At one point I worked as a customer support agent outsourced to Apple via the company. Apple forced us to us some very outdated browser UIs, basically for filling in forms, across maybe 4-5 different services in some cases. The machines we were given by this outsourcing company of course where Apple computers, fairly locked down.
But one thing they hadn't locked doll wn, was installing extensions in Safari, and given I had some development chops from coding a bunch in my freetime, I saw the opportunity to write a tiny extension that saved me a ton of time by merely copy-pasting stuff into the right forms and so on. Basically making the whole thing more efficient for me.
Everything was great, until the person next to me saw I had something different. Cautiously eager, I let them try the extension too, they loved it, and without thinking about it, spread it to other people in our team. Eventually, the manager and the IT team picked up what was going on, said they'investigate if I could maybe start doing those kind of things full-time instead of being a support agent, and just focus on tooling.

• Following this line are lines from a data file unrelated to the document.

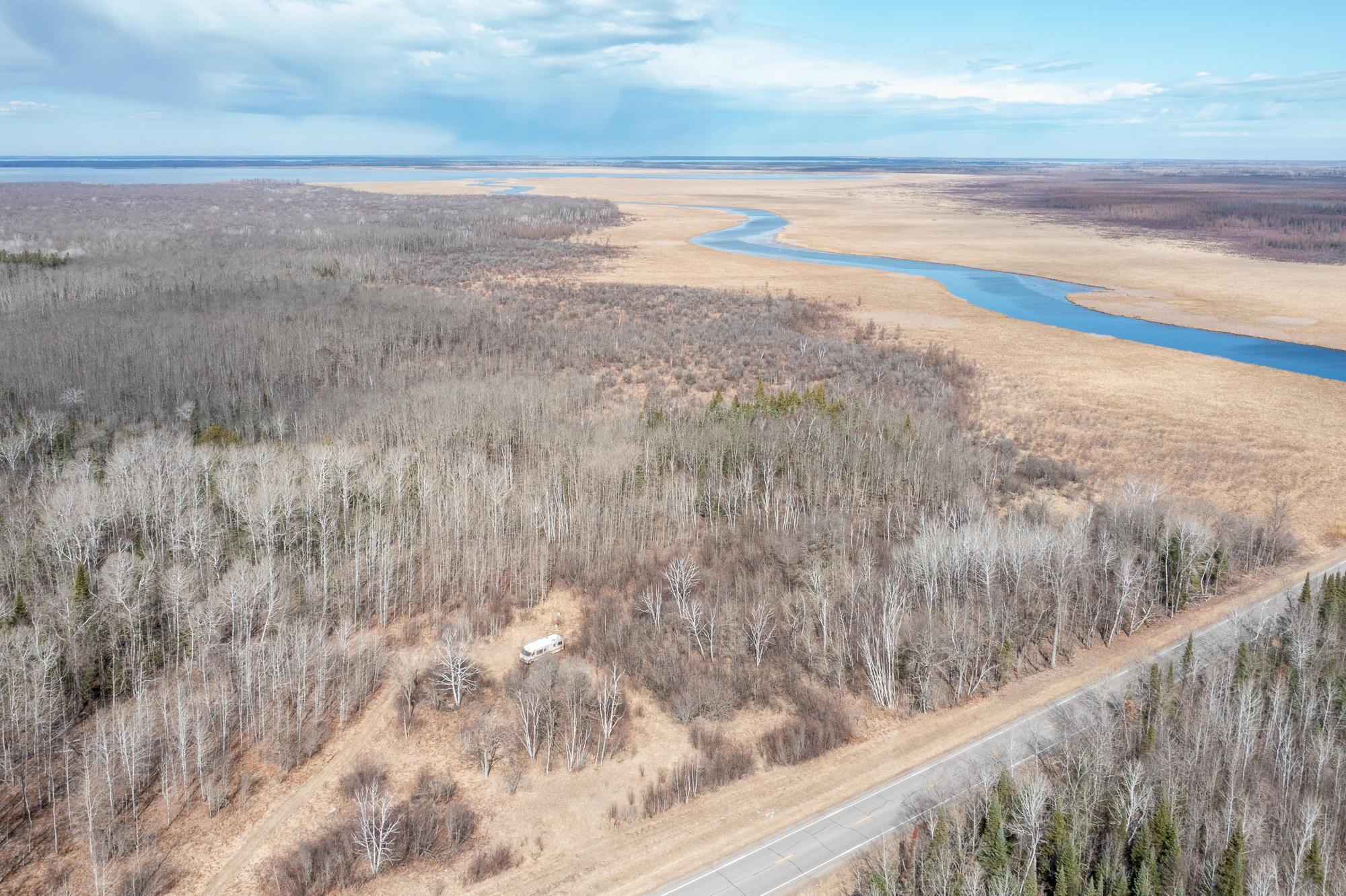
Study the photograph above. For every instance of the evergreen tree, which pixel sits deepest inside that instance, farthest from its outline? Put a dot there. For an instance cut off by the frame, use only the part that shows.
(1143, 882)
(1168, 847)
(83, 598)
(1244, 668)
(1068, 872)
(995, 850)
(1314, 863)
(20, 615)
(1234, 866)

Fast forward two weeks, I get called into a meeting, apparently someone in the company had been "stealing" CC numbers from the customers on the calls, and since they don't think they've found the right person who did it (or something like that), the person who was known for "doing stuff to the computers" was the next possible suspect, and they fired me right there.
Eventually this firing let me find my first actual programming job, so I'm not too mad about it, but it really shows how out of touch lots of companies and people are when it comes to how computers actually work.